UKIP Wales added to the confusion over the party’s policy regarding same-sex marriage, by saying it agreed with a policy opposing it, but gave totally different reasons to explain its opposition.
In an apparent breakdown in internal communication this week, PinkNews received andswers to a readers’ Q&A confirmed by an official spokesman to have been approved by Nigel Farage which stated that the party was reviewing all of its policies including its previously stated opposition to same-sex marriage.
One day later, Mr Farage released a statement reiterating the party’s opposition to same-sex marriage, saying: “UKIP’s objection to same sex marriage was two-fold. First, we did not think it should have been made a political priority at a time of many other pressing issues and pointed out that the measure had no mandate from the electorate.
“Secondly we were concerned that because of the role of the European Court of Human Rights in British law that faith communities which had strong objections were at risk of being forced to conduct gay marriages.”
In response, UKIP Wales appeared to get its wires crossed, as it re-published Mr Farage’s statement on its own website, along with the claim that the policy was based on moral purposes, rather than for legal reasons. The statement also made a disproven claim that children of opposite-sex parents do better than those of same-sex couples.

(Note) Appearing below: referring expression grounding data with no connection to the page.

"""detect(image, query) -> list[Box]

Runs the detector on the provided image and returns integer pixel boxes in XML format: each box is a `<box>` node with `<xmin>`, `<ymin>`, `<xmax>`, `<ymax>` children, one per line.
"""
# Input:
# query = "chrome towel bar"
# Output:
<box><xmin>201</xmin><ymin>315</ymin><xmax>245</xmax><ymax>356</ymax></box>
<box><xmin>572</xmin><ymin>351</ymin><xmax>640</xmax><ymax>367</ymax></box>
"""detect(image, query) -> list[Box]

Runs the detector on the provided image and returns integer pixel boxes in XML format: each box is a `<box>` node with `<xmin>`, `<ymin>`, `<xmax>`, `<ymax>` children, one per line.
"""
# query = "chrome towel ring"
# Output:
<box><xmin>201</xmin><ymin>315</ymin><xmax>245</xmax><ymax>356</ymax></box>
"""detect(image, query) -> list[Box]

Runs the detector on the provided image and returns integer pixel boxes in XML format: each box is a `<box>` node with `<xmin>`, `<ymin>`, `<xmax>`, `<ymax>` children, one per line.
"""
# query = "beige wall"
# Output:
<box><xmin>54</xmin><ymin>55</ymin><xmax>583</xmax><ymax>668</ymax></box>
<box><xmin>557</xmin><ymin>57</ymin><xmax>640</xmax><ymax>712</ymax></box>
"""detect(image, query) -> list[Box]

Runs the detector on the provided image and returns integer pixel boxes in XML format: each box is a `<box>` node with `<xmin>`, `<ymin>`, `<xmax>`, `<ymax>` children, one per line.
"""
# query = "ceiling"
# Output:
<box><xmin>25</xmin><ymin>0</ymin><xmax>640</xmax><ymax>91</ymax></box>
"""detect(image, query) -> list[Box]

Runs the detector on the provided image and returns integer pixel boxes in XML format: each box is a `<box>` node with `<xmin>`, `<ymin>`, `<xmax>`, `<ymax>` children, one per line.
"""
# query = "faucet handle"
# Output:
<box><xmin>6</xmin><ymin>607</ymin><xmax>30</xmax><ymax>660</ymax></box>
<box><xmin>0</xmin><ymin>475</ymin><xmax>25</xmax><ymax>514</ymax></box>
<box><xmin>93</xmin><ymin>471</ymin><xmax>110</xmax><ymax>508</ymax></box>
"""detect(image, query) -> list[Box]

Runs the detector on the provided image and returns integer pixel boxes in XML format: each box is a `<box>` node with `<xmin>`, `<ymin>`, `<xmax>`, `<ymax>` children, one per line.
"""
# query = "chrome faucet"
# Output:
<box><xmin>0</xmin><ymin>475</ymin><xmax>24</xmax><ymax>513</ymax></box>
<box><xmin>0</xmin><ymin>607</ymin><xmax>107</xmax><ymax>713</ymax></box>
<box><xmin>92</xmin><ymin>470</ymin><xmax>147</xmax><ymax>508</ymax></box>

In one version of the page, posted originally on LeftFootForward the statement said: “UKIP Wales wholeheartedly supports the UKIP policy regarding same sex marriage, that it is not the right of government to define marriage, and that marriage is between a man and a woman for the procreation of children, and to provide a balanced and stable environment for those children.”
In another, it read: “Warwick Nicholson, Chairman of UKIP Wales, reiterated our policy, that: ‘No government has the right to redifine marriage. Marriage is constituted for the union of man and woman, for the procreation of children, and remains the most stable way for children to be raised, and should be supported and protected by government.'”
Sceptical politicians from the Conservative Party and Lib Dems on Tuesday may have been proven right in questioning the motives of the Q&A answers attributed to Mr Farage, as Tory vice chair Michael Fabricant, Tory MP Mike Freer and Lib Dem peer all asked what were the motives behind the answers.